Business wasn’t his first passion.

“When I was a kid growing up in San Diego, of course I took guitar lessons,” Sully says. “Who doesn’t want to be a musician? When I was going to USD, and later San Diego State, I got a record deal with Island Records. And like most development deals, it never saw the light of day.”

When a music career didn’t pan out, he moved on. Successes in the business world started adding up. Still, in his heart, he never put down the guitar.

Decades ago, he was playing regularly in a gospel band at Grace Point Church in Carmel Valley. (As fate would have it, before Sully had it retrofitted, Loft100 Studios was a church shared by Holy Cross Episcopal and Congregation B’nai Tikvah.)

From Grace Point Church, The Sully Band got a gig at The House of Blues. That landed them steady bookings at The Kraken.

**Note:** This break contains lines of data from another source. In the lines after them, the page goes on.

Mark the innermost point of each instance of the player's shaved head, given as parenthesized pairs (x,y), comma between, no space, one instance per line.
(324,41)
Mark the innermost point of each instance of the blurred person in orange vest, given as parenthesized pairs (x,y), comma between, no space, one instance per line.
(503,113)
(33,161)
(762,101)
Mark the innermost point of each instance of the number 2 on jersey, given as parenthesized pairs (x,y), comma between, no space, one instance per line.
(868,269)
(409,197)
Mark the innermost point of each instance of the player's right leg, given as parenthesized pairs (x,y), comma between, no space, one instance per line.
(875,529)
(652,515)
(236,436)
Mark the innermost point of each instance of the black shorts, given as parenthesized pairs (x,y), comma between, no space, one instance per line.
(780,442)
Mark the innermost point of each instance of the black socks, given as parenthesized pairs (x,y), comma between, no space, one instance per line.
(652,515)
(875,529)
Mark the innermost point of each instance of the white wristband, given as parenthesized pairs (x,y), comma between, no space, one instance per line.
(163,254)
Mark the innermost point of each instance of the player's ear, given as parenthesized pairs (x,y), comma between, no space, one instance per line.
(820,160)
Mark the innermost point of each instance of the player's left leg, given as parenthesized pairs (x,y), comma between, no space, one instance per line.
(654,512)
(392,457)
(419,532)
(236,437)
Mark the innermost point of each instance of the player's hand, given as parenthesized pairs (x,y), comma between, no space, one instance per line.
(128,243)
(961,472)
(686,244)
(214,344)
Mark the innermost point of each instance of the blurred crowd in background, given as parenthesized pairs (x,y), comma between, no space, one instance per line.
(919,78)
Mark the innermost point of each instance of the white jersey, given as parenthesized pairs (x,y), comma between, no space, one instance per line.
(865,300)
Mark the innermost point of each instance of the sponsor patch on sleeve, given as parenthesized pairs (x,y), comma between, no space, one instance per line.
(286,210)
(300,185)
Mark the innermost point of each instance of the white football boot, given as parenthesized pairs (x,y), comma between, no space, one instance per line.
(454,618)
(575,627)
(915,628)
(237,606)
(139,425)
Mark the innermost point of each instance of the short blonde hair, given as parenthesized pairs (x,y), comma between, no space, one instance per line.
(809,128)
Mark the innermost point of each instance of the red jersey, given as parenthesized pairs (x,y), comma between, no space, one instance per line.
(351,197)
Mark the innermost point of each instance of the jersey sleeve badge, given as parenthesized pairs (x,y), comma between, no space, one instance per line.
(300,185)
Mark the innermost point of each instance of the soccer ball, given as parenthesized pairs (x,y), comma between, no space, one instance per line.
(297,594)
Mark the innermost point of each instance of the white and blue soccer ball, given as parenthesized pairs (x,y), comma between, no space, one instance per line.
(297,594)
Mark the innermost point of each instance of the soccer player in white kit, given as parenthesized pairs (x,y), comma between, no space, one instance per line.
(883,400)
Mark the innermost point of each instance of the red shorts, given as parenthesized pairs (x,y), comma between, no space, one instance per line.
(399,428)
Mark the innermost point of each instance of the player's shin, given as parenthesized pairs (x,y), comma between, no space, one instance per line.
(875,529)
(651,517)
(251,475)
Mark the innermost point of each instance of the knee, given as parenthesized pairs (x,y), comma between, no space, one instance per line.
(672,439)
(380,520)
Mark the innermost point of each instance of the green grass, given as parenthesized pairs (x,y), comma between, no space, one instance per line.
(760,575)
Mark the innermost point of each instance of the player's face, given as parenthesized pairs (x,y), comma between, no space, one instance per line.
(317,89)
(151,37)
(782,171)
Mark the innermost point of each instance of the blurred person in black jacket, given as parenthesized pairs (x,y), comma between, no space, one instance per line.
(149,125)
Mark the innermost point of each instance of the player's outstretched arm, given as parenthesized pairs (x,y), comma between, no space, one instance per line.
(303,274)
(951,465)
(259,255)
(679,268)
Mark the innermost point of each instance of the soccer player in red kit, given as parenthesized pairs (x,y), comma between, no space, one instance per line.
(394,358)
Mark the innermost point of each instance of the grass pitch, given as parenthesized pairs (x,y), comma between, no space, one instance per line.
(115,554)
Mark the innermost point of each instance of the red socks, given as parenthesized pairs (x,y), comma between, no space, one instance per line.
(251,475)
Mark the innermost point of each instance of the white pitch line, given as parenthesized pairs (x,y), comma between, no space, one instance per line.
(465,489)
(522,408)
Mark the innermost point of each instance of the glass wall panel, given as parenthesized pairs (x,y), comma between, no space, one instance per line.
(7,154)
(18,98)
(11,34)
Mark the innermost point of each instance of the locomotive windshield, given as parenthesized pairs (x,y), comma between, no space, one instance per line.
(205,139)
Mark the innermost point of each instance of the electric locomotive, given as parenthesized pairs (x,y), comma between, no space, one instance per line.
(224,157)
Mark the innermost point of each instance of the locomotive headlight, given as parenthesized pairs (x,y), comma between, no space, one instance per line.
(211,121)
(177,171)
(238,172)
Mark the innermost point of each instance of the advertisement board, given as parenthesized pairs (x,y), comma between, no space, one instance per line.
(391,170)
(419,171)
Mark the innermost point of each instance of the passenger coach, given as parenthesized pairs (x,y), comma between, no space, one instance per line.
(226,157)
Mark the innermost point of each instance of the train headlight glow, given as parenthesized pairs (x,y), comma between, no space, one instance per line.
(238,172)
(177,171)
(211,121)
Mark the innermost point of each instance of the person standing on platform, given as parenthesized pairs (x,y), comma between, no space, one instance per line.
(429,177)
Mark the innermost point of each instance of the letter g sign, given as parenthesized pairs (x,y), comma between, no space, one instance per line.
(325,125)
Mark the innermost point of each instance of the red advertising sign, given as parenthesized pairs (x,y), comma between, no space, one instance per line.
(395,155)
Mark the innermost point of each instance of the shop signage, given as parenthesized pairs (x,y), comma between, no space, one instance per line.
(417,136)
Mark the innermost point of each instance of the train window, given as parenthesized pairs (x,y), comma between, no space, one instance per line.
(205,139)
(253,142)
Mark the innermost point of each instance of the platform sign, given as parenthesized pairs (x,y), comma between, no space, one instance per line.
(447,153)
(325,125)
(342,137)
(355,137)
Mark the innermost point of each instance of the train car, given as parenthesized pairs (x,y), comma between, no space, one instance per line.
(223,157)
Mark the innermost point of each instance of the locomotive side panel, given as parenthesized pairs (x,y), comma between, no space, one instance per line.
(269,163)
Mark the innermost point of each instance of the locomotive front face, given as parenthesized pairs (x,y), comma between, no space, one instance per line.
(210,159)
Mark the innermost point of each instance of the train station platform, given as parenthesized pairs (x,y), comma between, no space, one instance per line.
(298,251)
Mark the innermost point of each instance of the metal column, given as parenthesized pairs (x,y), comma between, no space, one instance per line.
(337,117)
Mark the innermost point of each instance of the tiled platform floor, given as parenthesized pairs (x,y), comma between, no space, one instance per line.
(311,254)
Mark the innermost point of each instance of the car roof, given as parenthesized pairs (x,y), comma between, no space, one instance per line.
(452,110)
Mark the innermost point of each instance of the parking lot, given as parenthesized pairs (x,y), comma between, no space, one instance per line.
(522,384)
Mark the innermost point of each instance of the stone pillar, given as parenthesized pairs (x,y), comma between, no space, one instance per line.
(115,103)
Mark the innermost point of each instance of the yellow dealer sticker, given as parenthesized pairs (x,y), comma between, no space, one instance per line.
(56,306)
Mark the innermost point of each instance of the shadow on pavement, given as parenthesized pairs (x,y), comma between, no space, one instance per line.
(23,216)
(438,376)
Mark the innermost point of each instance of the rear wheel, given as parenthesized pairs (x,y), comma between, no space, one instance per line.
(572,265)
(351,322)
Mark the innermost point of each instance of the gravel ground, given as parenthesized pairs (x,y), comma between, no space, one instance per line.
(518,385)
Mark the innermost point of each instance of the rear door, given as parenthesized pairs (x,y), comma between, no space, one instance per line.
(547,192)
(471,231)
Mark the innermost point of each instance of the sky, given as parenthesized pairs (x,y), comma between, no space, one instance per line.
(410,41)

Over the years, the group has been nominated for a combined dozen awards from the Pacific Southwest Chapter of the Emmys (two wins) and the San Diego Music Awards (two wins).

In March 2022, the band released an album of vintage covers from the 1960s and ’70s. Let’s Straighten It Out! debuted at No. 3 on the Billboard Blues Chart. Full circle. From musical wannabe to entrepreneurial whiz and now a legitimate music industry success. 

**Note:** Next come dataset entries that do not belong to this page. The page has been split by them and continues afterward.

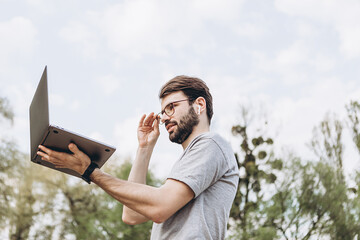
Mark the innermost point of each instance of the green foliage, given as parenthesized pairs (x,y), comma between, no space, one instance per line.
(256,163)
(5,109)
(353,110)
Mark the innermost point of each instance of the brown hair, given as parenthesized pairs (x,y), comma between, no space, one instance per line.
(192,87)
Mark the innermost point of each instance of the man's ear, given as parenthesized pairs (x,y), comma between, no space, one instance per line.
(201,105)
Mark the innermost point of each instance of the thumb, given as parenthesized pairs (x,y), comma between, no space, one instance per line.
(156,124)
(75,150)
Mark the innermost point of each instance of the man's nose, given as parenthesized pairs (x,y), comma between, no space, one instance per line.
(165,118)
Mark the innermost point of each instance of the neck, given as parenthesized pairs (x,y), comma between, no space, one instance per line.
(199,129)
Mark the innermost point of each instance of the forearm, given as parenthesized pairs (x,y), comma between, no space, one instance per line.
(140,165)
(138,175)
(140,198)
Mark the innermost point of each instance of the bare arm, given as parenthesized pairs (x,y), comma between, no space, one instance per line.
(156,204)
(148,133)
(141,202)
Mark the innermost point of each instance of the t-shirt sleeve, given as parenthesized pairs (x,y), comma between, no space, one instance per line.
(201,166)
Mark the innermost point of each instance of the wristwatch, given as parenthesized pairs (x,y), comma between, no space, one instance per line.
(88,172)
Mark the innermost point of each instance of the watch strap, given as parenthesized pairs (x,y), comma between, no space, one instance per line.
(88,172)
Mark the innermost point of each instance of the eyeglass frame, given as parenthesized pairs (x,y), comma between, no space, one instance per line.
(160,114)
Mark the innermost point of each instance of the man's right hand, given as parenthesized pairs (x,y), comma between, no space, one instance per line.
(148,130)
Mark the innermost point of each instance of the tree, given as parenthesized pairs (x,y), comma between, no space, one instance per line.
(258,168)
(304,199)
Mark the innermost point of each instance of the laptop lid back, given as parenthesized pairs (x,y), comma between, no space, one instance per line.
(39,114)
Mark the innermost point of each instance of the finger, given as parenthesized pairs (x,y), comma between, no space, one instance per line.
(156,124)
(141,123)
(149,119)
(75,150)
(53,160)
(50,152)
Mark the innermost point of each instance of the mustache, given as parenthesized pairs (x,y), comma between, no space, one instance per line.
(167,122)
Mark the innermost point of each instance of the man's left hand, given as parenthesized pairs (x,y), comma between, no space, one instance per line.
(78,161)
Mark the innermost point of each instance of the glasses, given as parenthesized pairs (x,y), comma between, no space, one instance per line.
(169,110)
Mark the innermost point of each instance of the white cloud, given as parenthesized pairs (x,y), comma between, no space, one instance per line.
(109,84)
(342,15)
(17,39)
(136,28)
(83,35)
(126,136)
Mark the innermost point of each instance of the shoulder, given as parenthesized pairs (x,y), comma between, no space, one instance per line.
(211,141)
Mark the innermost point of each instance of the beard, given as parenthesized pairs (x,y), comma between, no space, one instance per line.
(184,127)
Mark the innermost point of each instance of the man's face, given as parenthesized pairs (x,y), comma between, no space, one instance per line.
(181,124)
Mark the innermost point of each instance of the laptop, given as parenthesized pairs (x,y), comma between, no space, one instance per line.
(58,138)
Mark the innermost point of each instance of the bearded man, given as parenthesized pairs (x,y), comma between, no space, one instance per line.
(195,200)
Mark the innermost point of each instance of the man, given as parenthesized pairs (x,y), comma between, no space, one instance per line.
(195,201)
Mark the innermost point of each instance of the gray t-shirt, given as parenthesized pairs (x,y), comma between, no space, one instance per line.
(209,168)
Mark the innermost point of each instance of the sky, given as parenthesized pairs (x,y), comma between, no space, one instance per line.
(289,61)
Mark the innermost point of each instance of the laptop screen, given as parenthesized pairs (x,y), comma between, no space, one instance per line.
(39,114)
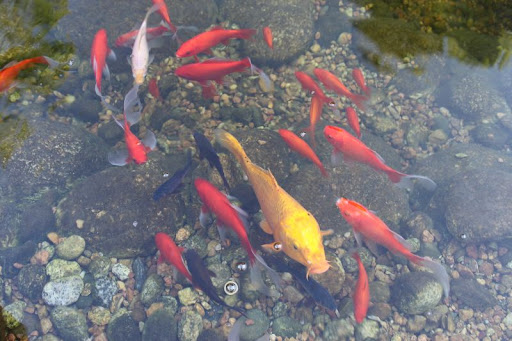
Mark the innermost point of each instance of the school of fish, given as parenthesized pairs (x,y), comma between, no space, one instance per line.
(294,230)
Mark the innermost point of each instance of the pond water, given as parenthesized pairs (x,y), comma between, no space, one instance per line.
(301,170)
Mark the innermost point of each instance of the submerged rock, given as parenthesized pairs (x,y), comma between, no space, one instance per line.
(118,214)
(292,24)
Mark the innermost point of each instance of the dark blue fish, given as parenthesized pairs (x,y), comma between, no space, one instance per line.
(201,278)
(176,180)
(314,289)
(206,151)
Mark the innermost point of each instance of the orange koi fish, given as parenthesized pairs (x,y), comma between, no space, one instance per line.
(352,149)
(99,53)
(171,253)
(136,150)
(267,36)
(229,216)
(300,146)
(367,226)
(9,72)
(358,76)
(206,40)
(332,83)
(361,296)
(353,121)
(292,226)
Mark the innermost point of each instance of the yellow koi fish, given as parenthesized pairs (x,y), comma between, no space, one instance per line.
(292,226)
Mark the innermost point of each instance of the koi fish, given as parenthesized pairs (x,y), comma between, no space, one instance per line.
(206,40)
(164,13)
(212,70)
(309,84)
(140,58)
(267,36)
(170,186)
(315,112)
(353,121)
(171,253)
(228,216)
(332,83)
(361,296)
(136,150)
(290,223)
(358,76)
(99,53)
(352,149)
(153,89)
(206,151)
(300,146)
(201,278)
(367,226)
(127,39)
(10,71)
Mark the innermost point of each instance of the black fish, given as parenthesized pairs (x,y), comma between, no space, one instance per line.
(201,278)
(171,185)
(319,294)
(207,152)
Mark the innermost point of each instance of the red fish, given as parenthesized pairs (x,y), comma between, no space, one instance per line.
(153,89)
(136,150)
(353,121)
(361,296)
(267,36)
(332,83)
(164,12)
(357,74)
(206,40)
(127,39)
(300,146)
(315,112)
(212,70)
(367,226)
(309,84)
(352,149)
(99,53)
(171,253)
(229,216)
(9,72)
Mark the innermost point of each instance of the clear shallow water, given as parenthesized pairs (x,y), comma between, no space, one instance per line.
(439,107)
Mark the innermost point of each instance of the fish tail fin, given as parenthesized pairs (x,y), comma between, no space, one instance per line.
(438,270)
(407,182)
(229,142)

Sully has vision, says his chief of staff Burt-Godwin. “Sometimes I hate how he’s always right,” she laughs. “But he knows what he wants and has the ability and foresight to picture how things will go. His vision is right all the time.”

And that’s the simple explanation for how you become a 63-year-old, nationally-syndicated business guru with your own Emmy-award-winning studio in which you host a one-of-a-kind TV show while also singing and playing guitar in a Billboard-charting blues band.